The other study, published in the Southern Economic Journal, found that children’s reading test scores improved by about 2% among children of expansion-state residents who switched to Medicaid. This suggests that the improved financial well-being provided by Medicaid enrollment made it easier for parents to spend more time reading to their children, helping with homework, or eating dinner together.
The study found no discernible improvement in math scores or measures of socioemotional skills, the authors note. Still, they say that “taken together, (the) results suggest that the improvements in children’s reading scores may have been due to improvements in families’ functioning.”
In another study published in 2021 in Economics and Human Biology, Bullinger, Gopalan, and Lombardi found that parents reported significantly better health after Medicaid expansion.

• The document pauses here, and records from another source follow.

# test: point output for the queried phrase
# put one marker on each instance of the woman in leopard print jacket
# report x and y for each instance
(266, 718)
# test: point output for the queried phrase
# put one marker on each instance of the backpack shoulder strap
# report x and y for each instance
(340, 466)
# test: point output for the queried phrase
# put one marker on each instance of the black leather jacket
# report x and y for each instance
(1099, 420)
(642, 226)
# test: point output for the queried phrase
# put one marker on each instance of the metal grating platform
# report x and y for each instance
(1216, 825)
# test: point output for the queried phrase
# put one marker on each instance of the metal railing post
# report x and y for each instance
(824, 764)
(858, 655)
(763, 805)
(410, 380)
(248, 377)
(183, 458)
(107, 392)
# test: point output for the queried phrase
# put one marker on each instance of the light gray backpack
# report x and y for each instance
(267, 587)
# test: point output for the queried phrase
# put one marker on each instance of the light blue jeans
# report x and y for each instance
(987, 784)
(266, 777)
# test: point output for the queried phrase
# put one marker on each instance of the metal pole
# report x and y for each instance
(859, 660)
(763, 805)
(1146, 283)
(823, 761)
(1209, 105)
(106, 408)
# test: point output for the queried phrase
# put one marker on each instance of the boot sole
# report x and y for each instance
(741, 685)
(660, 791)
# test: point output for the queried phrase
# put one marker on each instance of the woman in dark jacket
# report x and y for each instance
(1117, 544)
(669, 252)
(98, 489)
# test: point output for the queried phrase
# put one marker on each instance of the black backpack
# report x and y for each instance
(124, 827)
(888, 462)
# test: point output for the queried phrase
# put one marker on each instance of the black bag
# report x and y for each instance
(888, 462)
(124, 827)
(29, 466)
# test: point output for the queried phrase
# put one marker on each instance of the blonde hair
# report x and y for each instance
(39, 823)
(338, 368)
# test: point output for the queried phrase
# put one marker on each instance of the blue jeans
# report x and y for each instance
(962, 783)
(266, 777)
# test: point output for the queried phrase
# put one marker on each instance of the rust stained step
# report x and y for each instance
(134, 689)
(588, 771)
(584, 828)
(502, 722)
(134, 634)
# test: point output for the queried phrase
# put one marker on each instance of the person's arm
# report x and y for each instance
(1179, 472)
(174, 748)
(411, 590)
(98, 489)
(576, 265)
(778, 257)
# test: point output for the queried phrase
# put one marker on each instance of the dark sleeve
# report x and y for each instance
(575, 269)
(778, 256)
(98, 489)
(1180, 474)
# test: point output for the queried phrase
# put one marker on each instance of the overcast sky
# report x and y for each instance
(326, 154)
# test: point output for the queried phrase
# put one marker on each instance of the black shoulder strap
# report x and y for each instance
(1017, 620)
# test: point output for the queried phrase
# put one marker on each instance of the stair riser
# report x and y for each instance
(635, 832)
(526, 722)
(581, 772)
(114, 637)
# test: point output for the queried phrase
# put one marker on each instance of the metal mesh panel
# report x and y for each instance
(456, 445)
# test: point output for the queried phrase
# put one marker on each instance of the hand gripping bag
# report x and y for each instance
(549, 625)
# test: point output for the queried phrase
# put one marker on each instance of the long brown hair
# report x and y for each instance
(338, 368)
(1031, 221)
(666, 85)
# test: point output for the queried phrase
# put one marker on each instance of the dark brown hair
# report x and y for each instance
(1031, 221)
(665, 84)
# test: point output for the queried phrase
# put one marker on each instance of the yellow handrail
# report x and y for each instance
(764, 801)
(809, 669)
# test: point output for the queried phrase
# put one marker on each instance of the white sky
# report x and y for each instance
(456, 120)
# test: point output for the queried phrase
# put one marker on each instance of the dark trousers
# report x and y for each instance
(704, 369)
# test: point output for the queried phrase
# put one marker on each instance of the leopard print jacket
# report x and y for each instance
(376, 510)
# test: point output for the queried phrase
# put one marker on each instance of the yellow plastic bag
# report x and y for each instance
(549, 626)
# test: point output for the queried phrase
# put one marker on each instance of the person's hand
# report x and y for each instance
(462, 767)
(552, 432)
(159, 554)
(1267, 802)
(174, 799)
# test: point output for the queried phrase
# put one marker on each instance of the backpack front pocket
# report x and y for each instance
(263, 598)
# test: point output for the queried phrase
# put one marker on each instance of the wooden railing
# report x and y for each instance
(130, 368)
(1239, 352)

Bullinger co-authored the paper in INQUIRY, titled “Better Late Than Never: Effects of Late ACA Medicaid Expansions for Parents on Family Health-Related Financial Well-Being,” with Caitlin McPherrann Lombardi of the University of Connecticut and Maithreyi Gopalan of the University of Pennsylvania. It is available at https://doi.org/10.1177/00469580221133215
She co-wrote the article in Southern Economic Journal, “Impacts of Publicly Funded Health Insurance for Adults on Children’s Academic Achievement,” with the same co-authors.
The School of Public Policy is a unit of the Ivan Allen College of Liberal Arts.